A very short but excellent collection of aphorisms written by German philosopher Oswald Spengler. If this book weren't so hard-to-find and pricey for it's small size, it would be the ideal introduction to the brilliant mind of Spengler. "Aphorisms" features excerpts from all of Spengler's works, including many writings from untranslated Spengler works, making this little book an invaluable item for students of Oswald Spengler. It amazes me that for such a great mind as Oswald Spengler, it is very hard to find his works. It is as if modern day scholars, academia, and the publishing companies want nothing to do with (and surely they don't) his still highly relevant theories and predictions. In fact, many of the things Spengler said are more relevant today than when they were written close to a century ago. Here are a couple words of wisdom from Herr Döktor Spengler: "Pacifism means letting the non-pacifists have control ... Pacifism will remain an ideal, war a fact. If the white races are resolved never to wage war again, the colored will act differently and become rulers of the world." "The common man wants nothing of life but health, longevity, amusement, comfort -- "happiness." He who does not despise this should turn his eyes from world history, for it contains nothing of the sort. The best that history has created is great suffering." "The question of whether world peace will ever be possible can only be answered by someone familiar with world history. To be familiar with world history means, however, to know human beings as they have been and always will be. There is a vast difference, which most people will never comprehend, between viewing future history as it will be and viewing it as one might like it to be. Peace is a desire, war is a fact; and history has never paid heed to human desires and ideals ..." I know this is a book I will keep close by and pickup every day or two for a couple quick words of unrelenting wisdom...

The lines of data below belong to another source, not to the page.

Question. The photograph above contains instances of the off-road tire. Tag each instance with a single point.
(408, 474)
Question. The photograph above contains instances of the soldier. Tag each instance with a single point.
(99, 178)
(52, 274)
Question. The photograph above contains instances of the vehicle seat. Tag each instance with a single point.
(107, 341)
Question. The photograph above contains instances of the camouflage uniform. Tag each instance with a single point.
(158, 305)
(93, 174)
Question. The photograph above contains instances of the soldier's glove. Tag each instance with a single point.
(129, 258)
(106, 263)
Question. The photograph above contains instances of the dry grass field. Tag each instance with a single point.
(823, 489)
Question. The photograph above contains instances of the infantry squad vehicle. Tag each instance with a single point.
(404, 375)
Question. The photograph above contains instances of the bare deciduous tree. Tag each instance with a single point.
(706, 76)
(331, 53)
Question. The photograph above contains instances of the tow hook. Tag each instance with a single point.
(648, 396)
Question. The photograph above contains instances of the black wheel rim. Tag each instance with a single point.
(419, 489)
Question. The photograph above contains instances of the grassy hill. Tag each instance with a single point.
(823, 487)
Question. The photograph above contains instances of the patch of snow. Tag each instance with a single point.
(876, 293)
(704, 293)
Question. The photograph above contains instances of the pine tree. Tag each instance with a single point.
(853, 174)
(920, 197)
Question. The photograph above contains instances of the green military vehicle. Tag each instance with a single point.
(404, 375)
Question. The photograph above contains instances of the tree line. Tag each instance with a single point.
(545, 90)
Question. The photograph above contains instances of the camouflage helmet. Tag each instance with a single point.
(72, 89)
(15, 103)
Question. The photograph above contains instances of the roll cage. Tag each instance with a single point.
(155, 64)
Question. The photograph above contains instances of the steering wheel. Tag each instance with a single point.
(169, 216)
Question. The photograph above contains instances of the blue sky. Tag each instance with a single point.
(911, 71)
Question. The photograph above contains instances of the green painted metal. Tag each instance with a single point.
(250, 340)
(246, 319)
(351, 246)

I read this in 2 sittings. It is a collection of short bits from all his writings, both published and some unpublished. Spengler's big book was "Decline of the West" in 2 volumes, published in 1919, just after WWI. It was a popular best-seller, but not respected much by the critics. Still, it greatly influenced Wittgenstein, in ways that I have written about in Wittgenstein in Exile. Spengler's writings ended up being censured by the Nazis in the 1930's. This little collection was compiled by Spengler's niece in 1941, and it felt like she was trying to rehabilitate Spengler's reputation among the Nazis (especially the long sections on "State, "Leadership," "Classes and Professions," and "Ownership"). It portrays a cynical advocate of totalitarian thinking. And it could also serve as an apology for Trumpism. Some passages that caught my attention: #8: Free will is a feeling, not a fact. #46: To believe in something and to conceptualize it are antithetical. He who defines God is already an atheist. So is he who proves His existence. #92: Only the awareness of "you" makes possible the recognition of an "I." Thus the "I" indicates that a bridge to another human being is available. #127: "Empires perish, a good verse lives on," said W. von Humboldt on the battlefield of Waterloo. #170: To express a new philosophical idea is extremely difficult; this is one of the instances in which we notice that language itself contains philosophical presuppositions. #171: Language is philosophy. When the mind puts into words what it sees, by that very fact it unconsciously introduces metaphysics. #317: People no longer know how to read. Still extant in Goethe's time, the art of reading has died out. Most readers cheapen the books they read by skimming them. (He caught me here, since I had just been skimming the long chapters mentioned above!)